Combate direto a ilícitos ambientais e logísticos
As operações federais ocorreram nas Terras Indígenas Yanomami, Munduruku, Arariboia, Kayapó e Uru-Eu-Wau-Wau, regiões historicamente pressionadas por atividades ilegais. O impacto financeiro ao crime organizado decorre da destruição ou apreensão de estruturas usadas na logística criminosa.
Entre os principais resultados estão a retirada de circulação de cerca de 250 quilos de ouro, mais de 2,5 mil motores de garimpo, 355 mil litros de óleo diesel, além de 138 máquinas pesadas, 320 embarcações e 44 aeronaves. Também foram desmobilizados 948 acampamentos ilegais e 1.700 edificações usadas como apoio às atividades ilícitas.

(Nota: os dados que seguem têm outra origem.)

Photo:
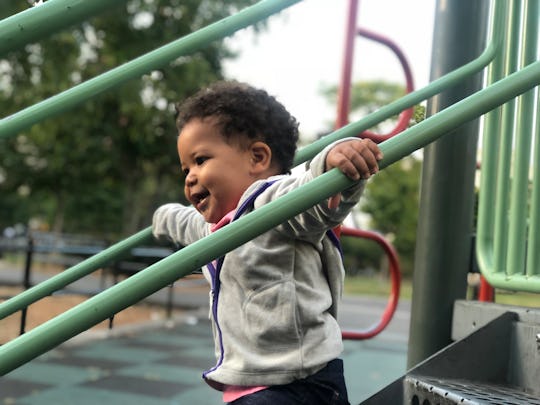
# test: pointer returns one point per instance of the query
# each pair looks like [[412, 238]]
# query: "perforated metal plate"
[[431, 391]]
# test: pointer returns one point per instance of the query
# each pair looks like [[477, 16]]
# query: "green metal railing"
[[80, 93], [80, 318], [163, 273], [157, 58], [509, 205]]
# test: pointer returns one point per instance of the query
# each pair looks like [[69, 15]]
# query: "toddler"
[[274, 299]]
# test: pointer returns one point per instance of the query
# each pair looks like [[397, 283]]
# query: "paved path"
[[161, 363]]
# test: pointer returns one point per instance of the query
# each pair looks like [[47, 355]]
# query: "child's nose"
[[191, 179]]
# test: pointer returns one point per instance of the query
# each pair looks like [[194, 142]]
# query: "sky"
[[302, 50]]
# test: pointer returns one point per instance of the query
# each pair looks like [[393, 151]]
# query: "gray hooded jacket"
[[273, 299]]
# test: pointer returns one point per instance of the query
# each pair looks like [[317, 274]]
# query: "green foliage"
[[392, 196], [391, 199], [104, 166]]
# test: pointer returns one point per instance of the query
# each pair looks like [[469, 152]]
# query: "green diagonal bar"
[[40, 291], [50, 334], [157, 58], [34, 23], [59, 281]]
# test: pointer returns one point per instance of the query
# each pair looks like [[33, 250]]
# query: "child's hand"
[[356, 158]]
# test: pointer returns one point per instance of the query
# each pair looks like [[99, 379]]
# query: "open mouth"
[[199, 200]]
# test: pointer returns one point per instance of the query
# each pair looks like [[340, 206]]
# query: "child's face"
[[217, 173]]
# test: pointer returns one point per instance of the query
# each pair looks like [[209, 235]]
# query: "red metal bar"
[[395, 278], [405, 116], [344, 91]]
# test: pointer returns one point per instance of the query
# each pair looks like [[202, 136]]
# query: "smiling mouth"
[[199, 200]]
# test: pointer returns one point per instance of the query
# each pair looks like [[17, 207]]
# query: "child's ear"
[[261, 156]]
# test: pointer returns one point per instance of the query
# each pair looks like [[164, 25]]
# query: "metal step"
[[433, 391]]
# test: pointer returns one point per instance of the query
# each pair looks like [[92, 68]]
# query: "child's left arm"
[[356, 158]]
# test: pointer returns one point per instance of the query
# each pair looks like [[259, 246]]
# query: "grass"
[[380, 286]]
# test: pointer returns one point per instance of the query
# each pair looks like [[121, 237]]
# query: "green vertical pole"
[[446, 208]]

Atuação integrada e cumprimento de decisão do STF
As ações envolveram mais de 20 órgãos e agências federais e atenderam à decisão do STF na Ação de Descumprimento de Preceito Fundamental (ADPF) 709, que determinou a retirada de invasores de terras indígenas, especialmente durante a pandemia da Covid-19.

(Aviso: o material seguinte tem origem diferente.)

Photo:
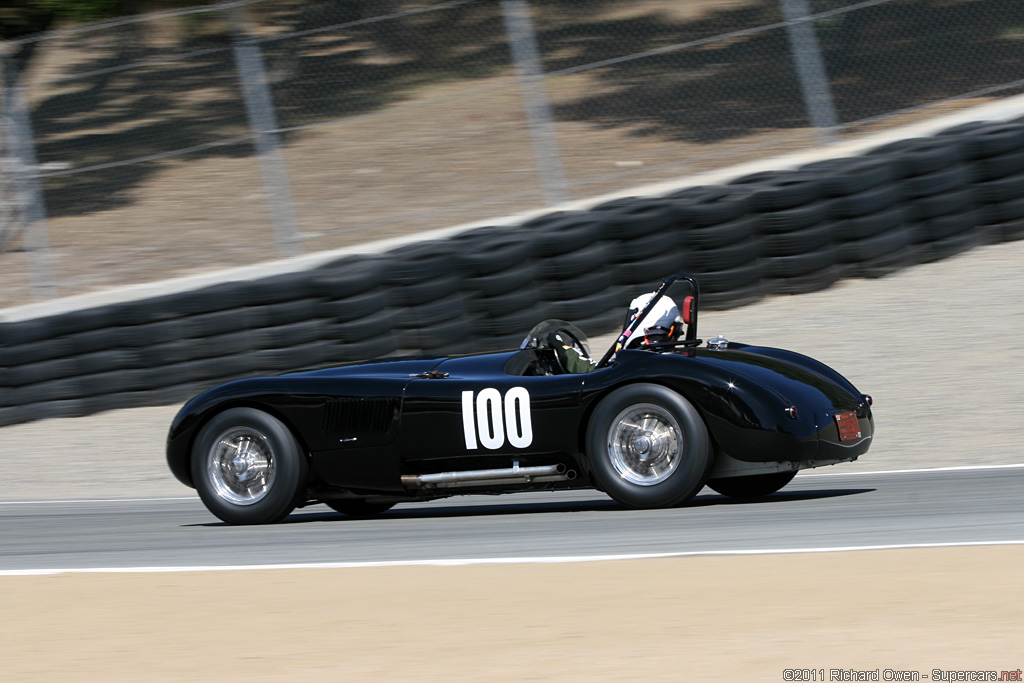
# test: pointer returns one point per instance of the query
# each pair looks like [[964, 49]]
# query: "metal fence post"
[[263, 122], [16, 126], [811, 71], [522, 42]]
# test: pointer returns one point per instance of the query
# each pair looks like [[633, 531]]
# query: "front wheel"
[[648, 446], [754, 485], [248, 468]]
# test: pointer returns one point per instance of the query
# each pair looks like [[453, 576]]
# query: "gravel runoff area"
[[939, 346]]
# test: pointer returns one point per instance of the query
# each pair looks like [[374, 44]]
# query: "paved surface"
[[866, 510], [939, 346]]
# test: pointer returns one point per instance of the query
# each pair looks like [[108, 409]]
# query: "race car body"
[[649, 426]]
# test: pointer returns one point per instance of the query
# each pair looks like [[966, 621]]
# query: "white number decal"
[[492, 419]]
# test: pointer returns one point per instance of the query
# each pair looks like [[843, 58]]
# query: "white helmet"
[[663, 323]]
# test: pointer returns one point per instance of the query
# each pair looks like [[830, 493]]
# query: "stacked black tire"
[[158, 351], [995, 153], [719, 244], [426, 289], [502, 286], [934, 179]]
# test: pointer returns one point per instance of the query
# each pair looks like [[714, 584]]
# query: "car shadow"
[[432, 510]]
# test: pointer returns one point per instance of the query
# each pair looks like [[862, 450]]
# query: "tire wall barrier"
[[790, 231]]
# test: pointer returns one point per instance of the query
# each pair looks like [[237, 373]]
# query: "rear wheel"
[[648, 446], [248, 468], [754, 485]]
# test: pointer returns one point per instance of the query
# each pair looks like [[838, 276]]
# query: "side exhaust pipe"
[[514, 474]]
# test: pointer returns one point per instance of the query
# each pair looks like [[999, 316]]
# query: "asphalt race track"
[[832, 511]]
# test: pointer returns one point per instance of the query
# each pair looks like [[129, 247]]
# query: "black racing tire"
[[799, 242], [273, 480], [643, 248], [950, 246], [734, 298], [866, 203], [419, 261], [411, 317], [870, 224], [504, 282], [797, 218], [799, 264], [573, 288], [571, 264], [349, 276], [356, 306], [485, 254], [563, 236], [731, 279], [508, 303], [381, 345], [358, 507], [47, 349], [588, 306], [710, 205], [754, 485], [987, 138], [851, 175], [939, 205], [1008, 231], [659, 464], [999, 166], [724, 258], [919, 156], [721, 235], [811, 282], [427, 290], [999, 189], [1001, 212], [775, 190], [875, 247], [943, 180], [639, 220]]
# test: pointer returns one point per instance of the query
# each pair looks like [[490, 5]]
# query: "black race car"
[[649, 424]]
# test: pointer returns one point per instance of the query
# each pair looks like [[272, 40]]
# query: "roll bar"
[[689, 316]]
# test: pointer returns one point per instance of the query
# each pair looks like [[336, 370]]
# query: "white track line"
[[98, 500], [957, 468], [506, 560], [954, 468]]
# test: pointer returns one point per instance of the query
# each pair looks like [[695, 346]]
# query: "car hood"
[[403, 367]]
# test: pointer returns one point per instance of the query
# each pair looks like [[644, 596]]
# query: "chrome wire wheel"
[[645, 444], [241, 466]]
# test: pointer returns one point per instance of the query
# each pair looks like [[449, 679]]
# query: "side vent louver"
[[358, 417]]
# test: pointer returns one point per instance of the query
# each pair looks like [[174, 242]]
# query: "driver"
[[572, 356], [662, 324]]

Ao todo, foram realizadas mais de 12 mil ações de fiscalização, controle e repressão, coordenadas pela Casa Civil da Presidência da República. Em setembro, o Supremo reconheceu o cumprimento da ADPF e extinguiu o processo, mantendo a Petição 9.585 como instrumento para consolidar medidas permanentes de proteção e sustentabilidade.
Queda expressiva do desmatamento e do garimpo
Os dados apontam resultados significativos. Na Terra Indígena Apyterewa (PA), os alertas de novas áreas de desmatamento caíram 100% em dezembro de 2023, na comparação com setembro do mesmo ano. Já na TI Kayapó, houve redução de 98% nos alertas de garimpo entre março e julho.
Na Terra Indígena Yanomami, onde as operações seguem de forma contínua desde março de 2024, os números indicam queda de 98% da área de garimpo ativo e redução de 97% na abertura de novos pontos ilegais, refletindo impacto direto em segurança, saúde e preservação ambiental.
Apreensões e fiscalizações em larga escala
O balanço das ações inclui ainda a apreensão de mais de 236 quilos de mercúrio, 187 mil quilos de cassiterita e 205 armas. Foram fiscalizados mais de 40 mil veículos e 545 aeródromos, resultando em mais de quatro mil autuações administrativas.
As operações ocorreram em terras indígenas no Pará, Maranhão, Rondônia, Amazonas e Roraima, incluindo também áreas que não faziam parte diretamente da ADPF 709, mas eram alvo de outras decisões judiciais.
Presença permanente do Estado
Concluída a fase ostensiva de retirada dos invasores, o foco passa a ser a manutenção dos resultados. Planos de monitoramento contínuo estão sendo elaborados pelo Ministério dos Povos Indígenas, enquanto o Comitê Interministerial de Desintrusão articula a presença permanente do Estado nas regiões, com o objetivo de evitar novas invasões e fortalecer a gestão autônoma dos territórios indígenas.